Re: What exactly is postgres doing during INSERT/UPDATE ?

Joseph Shraibman <jks@selectacast.net>

From: Joseph S <jks@selectacast.net>
To: Scott Marlowe <scott.marlowe@gmail.com>
Date: 2009-08-30T20:01:49Z
Lists: pgsql-performance
I've already learned my lesson and will never use raid 5 again.  The 
question is what I do with my 14 drives. Should I use only 1 pair for 
indexes or should I use 4 drives?  The wal logs are already slated for 
an SSD.

Scott Marlowe wrote:
> On Sat, Aug 29, 2009 at 2:46 AM, Greg Stark<gsstark@mit.edu> wrote:
>> On Sat, Aug 29, 2009 at 5:20 AM, Luke Koops<luke.koops@entrust.com> wrote:
>>> Joseph S Wrote
>>>> If I have 14 drives in a RAID 10 to split between data tables
>>>> and indexes what would be the best way to allocate the drives
>>>> for performance?
>>> RAID-5 can be much faster than RAID-10 for random reads and writes.  It is much slower than RAID-10 for sequential writes, but about the same for sequential reads.  For typical access patterns, I would put the data and indexes on RAID-5 unless you expect there to be lots of sequential scans.
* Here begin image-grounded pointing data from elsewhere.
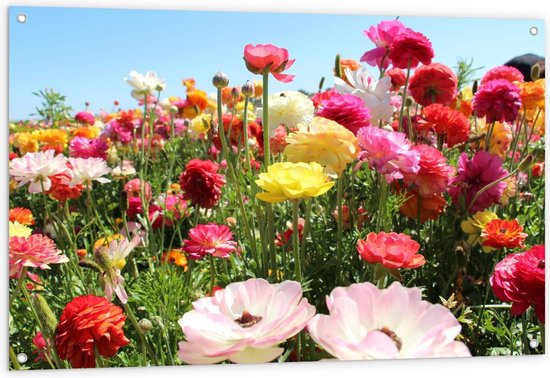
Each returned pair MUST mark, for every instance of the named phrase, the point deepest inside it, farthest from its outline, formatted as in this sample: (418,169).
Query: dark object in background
(524,64)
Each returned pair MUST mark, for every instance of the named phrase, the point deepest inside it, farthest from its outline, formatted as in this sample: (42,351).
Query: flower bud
(247,89)
(220,80)
(145,325)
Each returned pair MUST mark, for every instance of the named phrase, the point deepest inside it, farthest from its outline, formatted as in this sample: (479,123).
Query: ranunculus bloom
(201,183)
(89,324)
(409,48)
(382,36)
(497,100)
(473,175)
(434,83)
(323,141)
(388,152)
(85,117)
(209,239)
(366,323)
(347,110)
(520,278)
(288,180)
(36,168)
(35,251)
(500,233)
(244,323)
(453,125)
(261,59)
(511,74)
(434,173)
(392,250)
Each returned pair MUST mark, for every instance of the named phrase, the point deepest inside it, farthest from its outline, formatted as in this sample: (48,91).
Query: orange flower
(175,257)
(430,207)
(500,233)
(21,215)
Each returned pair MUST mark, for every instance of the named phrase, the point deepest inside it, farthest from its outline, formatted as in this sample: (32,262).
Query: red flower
(201,183)
(262,59)
(500,233)
(446,121)
(434,83)
(392,250)
(519,278)
(409,49)
(89,324)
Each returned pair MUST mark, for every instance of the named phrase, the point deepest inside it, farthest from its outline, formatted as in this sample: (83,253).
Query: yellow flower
(475,224)
(25,142)
(323,141)
(18,229)
(199,126)
(52,137)
(293,181)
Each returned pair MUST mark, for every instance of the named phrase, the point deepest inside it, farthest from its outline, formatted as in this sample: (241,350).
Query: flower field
(398,213)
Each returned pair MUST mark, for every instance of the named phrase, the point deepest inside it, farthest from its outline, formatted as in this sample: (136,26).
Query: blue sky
(86,53)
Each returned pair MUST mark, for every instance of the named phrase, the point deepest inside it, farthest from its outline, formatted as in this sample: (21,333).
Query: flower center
(393,336)
(247,320)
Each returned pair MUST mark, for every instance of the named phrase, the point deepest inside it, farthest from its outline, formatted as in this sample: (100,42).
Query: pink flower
(497,100)
(86,148)
(511,74)
(473,175)
(244,323)
(382,36)
(366,323)
(134,188)
(85,117)
(209,239)
(392,250)
(36,168)
(520,278)
(388,152)
(347,110)
(84,171)
(409,49)
(36,251)
(262,59)
(434,173)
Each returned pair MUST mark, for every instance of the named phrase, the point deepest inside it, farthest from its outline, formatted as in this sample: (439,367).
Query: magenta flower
(209,239)
(497,100)
(520,278)
(244,322)
(388,152)
(86,148)
(347,110)
(382,36)
(473,175)
(36,251)
(366,323)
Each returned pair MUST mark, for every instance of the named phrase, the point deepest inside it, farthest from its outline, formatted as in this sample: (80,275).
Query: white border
(475,367)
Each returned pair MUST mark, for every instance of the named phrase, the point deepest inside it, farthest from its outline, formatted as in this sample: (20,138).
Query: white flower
(289,108)
(84,171)
(375,94)
(36,168)
(144,85)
>> That's pretty much exactly backwards. RAID-5 will at best slightly
>> slower than RAID-0 or RAID-10 for sequential reads or random reads.
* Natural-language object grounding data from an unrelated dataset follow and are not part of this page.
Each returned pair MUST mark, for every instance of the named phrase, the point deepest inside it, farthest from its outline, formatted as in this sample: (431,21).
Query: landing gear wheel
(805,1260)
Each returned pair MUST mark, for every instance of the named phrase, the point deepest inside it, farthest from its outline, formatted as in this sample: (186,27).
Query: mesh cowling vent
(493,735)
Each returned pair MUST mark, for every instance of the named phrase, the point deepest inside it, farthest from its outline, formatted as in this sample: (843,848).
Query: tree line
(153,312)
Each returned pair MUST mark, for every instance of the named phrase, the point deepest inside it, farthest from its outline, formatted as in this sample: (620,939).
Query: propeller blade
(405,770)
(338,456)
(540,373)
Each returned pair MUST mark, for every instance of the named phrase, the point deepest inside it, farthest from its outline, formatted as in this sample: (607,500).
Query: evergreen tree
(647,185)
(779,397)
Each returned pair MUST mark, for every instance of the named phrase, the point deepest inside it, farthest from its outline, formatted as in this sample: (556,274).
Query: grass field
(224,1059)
>> For sequential writes it performs *terribly*, especially for random
>> writes. The only write pattern where it performs ok sometimes is
>> sequential writes of large chunks.
> 
> Note that while RAID-10 is theoretically always better than RAID-5,
> I've run into quite a few cheapie controllers that were heavily
> optimised for RAID-5 and de-optimised for RAID-10.  However, if it's
> got battery backed cache and can run in JBOD mode, linux software
> RAID-10 or hybrid RAID-1 in hardware RAID-0 in software will almost
> always beat hardware RAID-5 on the same controller.